A display of mere knowledge, under most circumstances, is pedantry; an exercise of wisdom is always godlike. We cannot pardon the absence of knowledge, but itself must be hid. We can use a thing without absolutely showing it, we can be reasonable without boring people with our logic, and speak correctly without parsing our sentences.

The end of knowledge is not that a man may appear learned, any more than the end of eating is that a man may seem to have a full stomach; but the end of it is that a man may be wise, see and understand things as they are; be able to adjust himself to the universe in which he is placed, and judge and reason with the celerity of instinct, and that without any conscious exercise of his knowledge. When we feel the food we have eaten, something is wrong; so when a man is forever conscious of his learning, he has not digested it, and it is an encumbrance....

The evolution of this author in his use of titles is interesting. Compare the crudity of "Vagaries vs. Spiritualism," and "Deep," for example, with those he selects when he begins to publish his books. "Wake-Robin," "Winter Sunshine," "Locusts and Wild Honey," "Leaf and Tendril,"—how much they connote! Then how felicitous are the titles of most of his essays! "Birch Browsings," "The Snow-Walkers," "Mellow England," "Our Rural Divinity" (the cow), "The Flight of the Eagle" (for one of his early essays on Whitman), "A Bunch of Herbs," "A Pinch of Salt," "The Divine Soil," "The Long Road" (on evolution)—these and many others will occur to the reader.

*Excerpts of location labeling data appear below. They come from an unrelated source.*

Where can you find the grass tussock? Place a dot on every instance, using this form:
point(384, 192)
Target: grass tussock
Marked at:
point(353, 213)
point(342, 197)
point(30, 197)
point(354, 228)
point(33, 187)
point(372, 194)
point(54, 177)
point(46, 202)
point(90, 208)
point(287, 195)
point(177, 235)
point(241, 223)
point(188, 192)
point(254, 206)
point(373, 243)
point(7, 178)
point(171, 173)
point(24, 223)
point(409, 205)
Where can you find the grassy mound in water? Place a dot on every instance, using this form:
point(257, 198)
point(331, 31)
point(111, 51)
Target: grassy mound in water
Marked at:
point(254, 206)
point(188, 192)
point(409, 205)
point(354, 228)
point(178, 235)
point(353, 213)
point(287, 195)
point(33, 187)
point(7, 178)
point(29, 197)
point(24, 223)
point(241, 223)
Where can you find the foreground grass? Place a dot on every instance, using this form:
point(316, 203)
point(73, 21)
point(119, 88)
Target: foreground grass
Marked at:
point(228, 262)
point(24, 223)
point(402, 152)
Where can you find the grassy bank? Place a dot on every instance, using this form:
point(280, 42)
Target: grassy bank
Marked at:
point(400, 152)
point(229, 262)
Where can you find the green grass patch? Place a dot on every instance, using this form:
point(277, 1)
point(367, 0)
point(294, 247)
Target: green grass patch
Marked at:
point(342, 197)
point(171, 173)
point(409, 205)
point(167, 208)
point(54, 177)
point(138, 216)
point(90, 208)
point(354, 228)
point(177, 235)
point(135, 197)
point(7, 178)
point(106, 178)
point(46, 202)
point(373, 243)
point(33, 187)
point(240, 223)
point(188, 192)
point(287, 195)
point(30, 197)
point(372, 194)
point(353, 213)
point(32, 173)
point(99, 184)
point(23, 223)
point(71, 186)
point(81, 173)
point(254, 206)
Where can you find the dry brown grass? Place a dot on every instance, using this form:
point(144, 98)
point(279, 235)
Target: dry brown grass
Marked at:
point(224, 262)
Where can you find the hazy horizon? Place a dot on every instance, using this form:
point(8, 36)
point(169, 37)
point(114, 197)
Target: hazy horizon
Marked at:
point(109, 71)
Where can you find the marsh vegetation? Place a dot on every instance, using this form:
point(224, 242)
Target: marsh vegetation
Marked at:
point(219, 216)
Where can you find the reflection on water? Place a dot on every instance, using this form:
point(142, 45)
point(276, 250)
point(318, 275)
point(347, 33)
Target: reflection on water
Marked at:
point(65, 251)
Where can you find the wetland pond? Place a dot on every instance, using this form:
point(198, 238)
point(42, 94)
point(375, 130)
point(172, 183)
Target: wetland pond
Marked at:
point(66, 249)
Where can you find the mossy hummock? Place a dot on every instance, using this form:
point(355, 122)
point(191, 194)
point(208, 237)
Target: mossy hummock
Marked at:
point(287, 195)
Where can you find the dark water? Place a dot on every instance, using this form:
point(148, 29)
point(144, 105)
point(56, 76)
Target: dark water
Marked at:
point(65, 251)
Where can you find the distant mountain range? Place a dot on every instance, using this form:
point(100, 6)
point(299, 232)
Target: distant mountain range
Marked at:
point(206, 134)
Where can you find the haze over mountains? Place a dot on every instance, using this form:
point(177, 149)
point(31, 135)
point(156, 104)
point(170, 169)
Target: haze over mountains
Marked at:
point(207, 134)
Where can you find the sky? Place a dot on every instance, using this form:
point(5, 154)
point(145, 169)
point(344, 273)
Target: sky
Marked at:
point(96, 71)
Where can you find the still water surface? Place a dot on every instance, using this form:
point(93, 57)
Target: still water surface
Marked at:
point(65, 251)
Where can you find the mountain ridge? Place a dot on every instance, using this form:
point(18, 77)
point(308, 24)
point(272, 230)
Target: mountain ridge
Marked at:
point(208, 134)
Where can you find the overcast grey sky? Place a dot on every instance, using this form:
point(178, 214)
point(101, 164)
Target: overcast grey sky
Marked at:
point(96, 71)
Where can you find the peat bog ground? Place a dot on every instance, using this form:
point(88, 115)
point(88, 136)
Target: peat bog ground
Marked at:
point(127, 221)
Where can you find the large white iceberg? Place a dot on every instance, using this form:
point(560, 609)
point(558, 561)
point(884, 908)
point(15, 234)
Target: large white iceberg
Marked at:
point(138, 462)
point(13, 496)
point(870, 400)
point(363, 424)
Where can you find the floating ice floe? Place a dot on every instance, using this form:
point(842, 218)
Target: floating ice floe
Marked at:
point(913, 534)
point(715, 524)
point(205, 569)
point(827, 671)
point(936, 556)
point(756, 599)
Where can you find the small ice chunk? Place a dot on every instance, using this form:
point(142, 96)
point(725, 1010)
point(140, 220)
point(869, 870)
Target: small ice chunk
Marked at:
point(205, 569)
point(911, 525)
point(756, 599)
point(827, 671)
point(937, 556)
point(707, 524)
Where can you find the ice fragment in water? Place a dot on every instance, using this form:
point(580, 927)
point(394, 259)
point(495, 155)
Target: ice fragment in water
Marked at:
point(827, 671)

Following "A Thought on Culture" was a short essay on poetry, the drift of which is that poetry as contrasted with science must give us things, not as they are in themselves, but as they stand related to our experience. Our young writer is more at his ease now:—

Science, of course, is literal, as it ought to be, but science is not life; science takes no note of this finer self, this duplicate on a higher scale. Science never laughs or cries, or whistles or sings, or falls in love, or sees aught but the coherent reality. It says a soap bubble is a soap bubble—a drop of water impregnated with oleate of potash or soda, and inflated with common air; but life says it is a crystal sphere, dipped in the rainbow, buoyant as hope, sensitive as the eye, with a power to make children dance for joy, and to bring youth into the look of the old....

Who in his youth ever saw the swallow of natural history to be the twittering, joyous bird that built mud nests beneath his father's shed, and in the empty odorous barn?—that snapped the insects that flew up in his way when returning at twilight from the upland farm; and that filled his memory with such visions of summer when he first caught its note on some bright May morning, flying up the southern valley? Describe water, or a tree, in the language of exact science, or as they really are in and of themselves, and what person, schooled only in nature, would recognize them? Things must be given as they seem, as they stand represented in the mind. Objects arrange themselves in our memory, not according to the will, or any real quality in themselves, but as they affect our lives and stand to us in our unconscious moments. The hills we have dwelt among, the rocks and trees we have looked upon in all moods and feelings, that stood to us as the shore to the sea, and received a thousand impresses of what we lived and suffered, have significance to us that is not accounted for by anything we can see or feel in them.

Here we see the youth of twenty-three setting forth a truth which he has sedulously followed in his own writing about nature, the following of which accounts so largely for the wide appeal his works have made.